3 Generations of Machine Learning and Data Mining Tools
Three different paradigms available for implementing Machine Learning (ML) algorithms both from the literature and from the open source community.
Impetus Blog, by Dr. Vijay Srinivas Agneeswaran, Feb 05, 2013
Three Generations of Tools for Realizing Machine Learning Algorithms
... I give my view of the three generations of Machine Learning tools available to us today:
The first generation ML tools can facilitate deep analytics as they have a wide set of ML algorithms. However, not all of them can work on large data sets - tera-petabytes of data, due to scalability limitations (they are limited by the non-distributed nature of the tool).
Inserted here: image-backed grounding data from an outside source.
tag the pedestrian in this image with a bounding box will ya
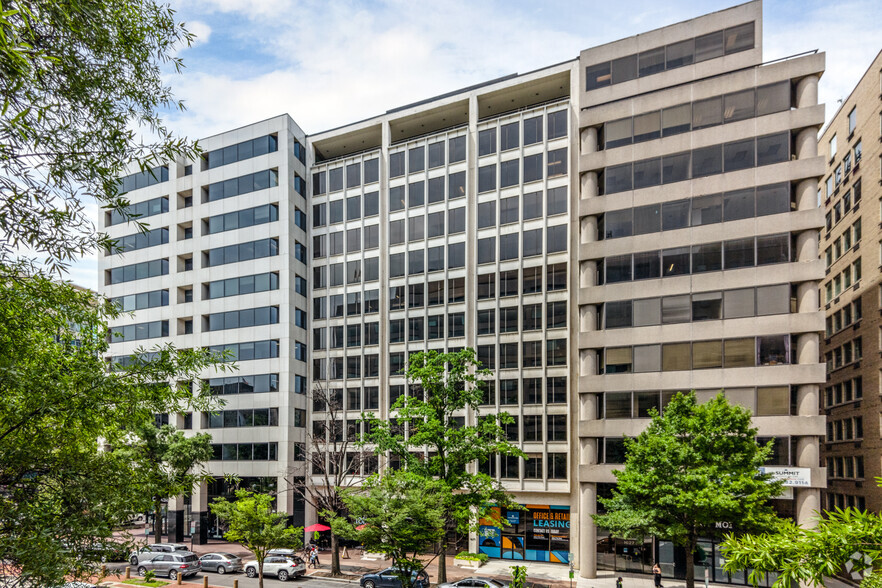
[616,577,623,588]
[310,546,320,568]
[652,563,663,588]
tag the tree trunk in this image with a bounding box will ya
[152,499,162,544]
[258,563,264,588]
[437,539,447,583]
[331,530,340,575]
[685,534,697,588]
In other words, they are vertically scalable (you can increase the processing power of the node in which the tool runs), but not horizontally (not all of them can run on a cluster). No doubt they are addressing those limits by building Hadoop connectors. I am quite sure the traditionalists are up in arms against me on this...
The second generation tools ... provide the ability to scale to large data sets by implementing the algorithms over Hadoop, the open source Map-Reduce implementation. These tools are maturing fast and are open source. ... Mahout has a set of algorithms for clustering and classification, as well as a very good recommendation algorithm. ... Mahout implements only a smaller subset of ML algorithms over Hadoop - only 25 algorithms are production quality, with only 8-9 usable over Hadoop.